Thursday 15 January 2009

pharewell phnomh penh

I returned in the afternoon to the lovely national museum, which I have visited a few times now.

I wondered again at the colossal reclining Vishnu in bronze. Once he was six metres long and water spouted from his navel, a C12 Chinese visitor at Angkor Wat wrote. His eyebrows and moustache then were jewelled marvels, and he had gems for pupils. This is Vishnu Anantasayin, reclining in cosmic sleep on the back of the sea serpent Ananta - without end - on the surface of the cosmic sea.
As the story goes, Vishnu brings forth from his navel a lotus from which blossoms Brahma, four-headed and all-seeing, to whom it falls to set down the material world of time and space.
What a marvellous creation myth, primal sea and serpents! Am I becoming a Hindu?
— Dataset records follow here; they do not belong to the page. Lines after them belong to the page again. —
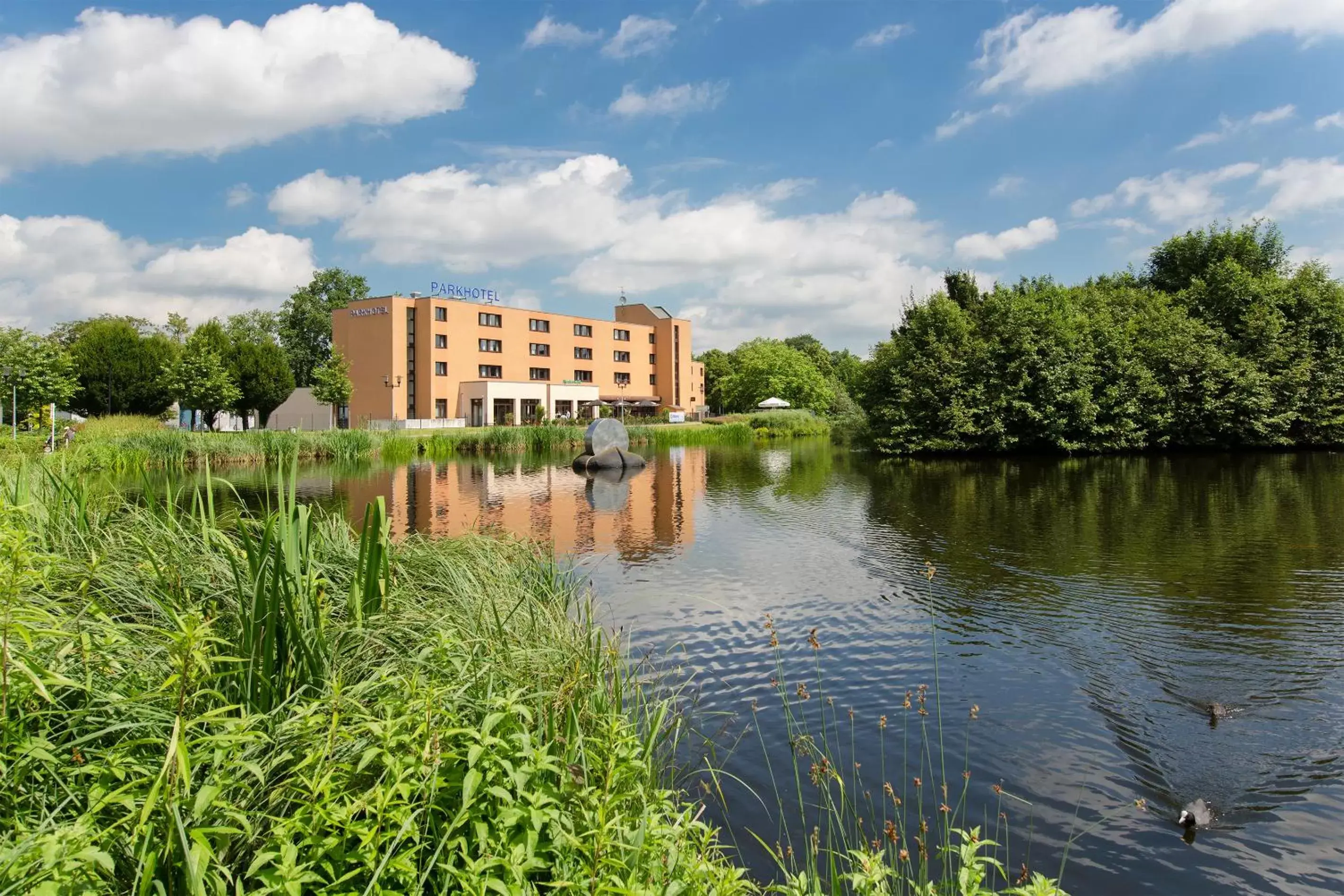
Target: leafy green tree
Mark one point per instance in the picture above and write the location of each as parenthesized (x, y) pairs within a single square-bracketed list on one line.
[(961, 288), (201, 379), (764, 368), (39, 373), (178, 328), (1221, 343), (261, 373), (718, 365), (849, 370), (816, 352), (305, 320), (331, 382), (119, 363), (1257, 247), (256, 326)]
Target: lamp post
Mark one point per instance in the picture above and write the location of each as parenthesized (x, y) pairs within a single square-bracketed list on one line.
[(393, 387)]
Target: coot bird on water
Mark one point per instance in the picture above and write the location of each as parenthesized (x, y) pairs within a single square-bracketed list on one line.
[(1195, 814)]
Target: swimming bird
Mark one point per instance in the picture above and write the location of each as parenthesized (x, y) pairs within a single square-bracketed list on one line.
[(1195, 814), (1216, 713)]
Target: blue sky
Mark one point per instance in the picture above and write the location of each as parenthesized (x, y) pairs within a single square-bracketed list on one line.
[(767, 168)]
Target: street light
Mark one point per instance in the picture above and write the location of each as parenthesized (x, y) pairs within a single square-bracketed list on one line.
[(390, 384)]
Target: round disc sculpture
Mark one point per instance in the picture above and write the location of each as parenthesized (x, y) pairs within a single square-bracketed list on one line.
[(607, 447)]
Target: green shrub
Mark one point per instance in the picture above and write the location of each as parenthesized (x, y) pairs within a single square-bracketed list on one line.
[(192, 704)]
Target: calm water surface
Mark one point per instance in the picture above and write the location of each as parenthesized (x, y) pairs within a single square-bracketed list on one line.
[(1092, 608)]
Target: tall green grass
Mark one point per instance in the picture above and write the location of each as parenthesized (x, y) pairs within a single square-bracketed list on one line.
[(198, 702), (127, 444)]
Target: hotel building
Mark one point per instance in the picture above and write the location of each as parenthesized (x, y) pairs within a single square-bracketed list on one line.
[(440, 358)]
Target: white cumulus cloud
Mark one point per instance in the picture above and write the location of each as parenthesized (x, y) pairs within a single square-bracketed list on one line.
[(238, 195), (1045, 53), (316, 197), (961, 120), (463, 219), (1304, 184), (1335, 120), (65, 268), (1008, 186), (639, 36), (136, 84), (1229, 127), (668, 101), (882, 37), (997, 246), (736, 261), (549, 33), (1172, 198)]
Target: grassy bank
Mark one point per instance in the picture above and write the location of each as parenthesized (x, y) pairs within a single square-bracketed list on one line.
[(131, 444), (197, 704), (786, 423)]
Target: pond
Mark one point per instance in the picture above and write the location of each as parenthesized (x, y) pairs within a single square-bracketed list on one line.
[(1092, 608)]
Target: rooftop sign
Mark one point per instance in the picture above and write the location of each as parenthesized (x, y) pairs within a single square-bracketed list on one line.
[(453, 291)]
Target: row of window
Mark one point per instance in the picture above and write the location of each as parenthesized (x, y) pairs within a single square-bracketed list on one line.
[(542, 350), (496, 373), (539, 326)]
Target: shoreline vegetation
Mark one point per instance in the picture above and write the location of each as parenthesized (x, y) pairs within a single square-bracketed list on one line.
[(198, 702), (121, 444), (203, 699)]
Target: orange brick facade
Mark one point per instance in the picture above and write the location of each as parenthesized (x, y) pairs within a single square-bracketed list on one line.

This Vishnu, re-discovered only in 1935 , is now much truncated; the massive shoulders, head and brooding face, and two left arms (!) are all that remain, but what grace and beauty and sheer presence.

I linger long and alliterively around the lingam - Shiva in phallic guise - and regret the linga did not make it into Buddhist iconography, when so much else from Hinduism did.
Perhaps there is a case to be made for reviving the linga at the LBC - the Linga Buddhist Centre, why not?
I'm sure it would have its devotees.

I take chilled green tea in the garden courtyard, and converse in French with the elegant and charming lady who serves me from her little fridge in the shade. She is soon off to market to buy her evening meal - to eat alone in her room, or with her burgeoning family? I'll never know - so we take leave of each other elaborately.

I visit for a last time the room of fragile standing Buddhas. Their wooden arms, raised with palms towards me in abhayamudra- the gesture of fearlessness - seem to wave goodbye.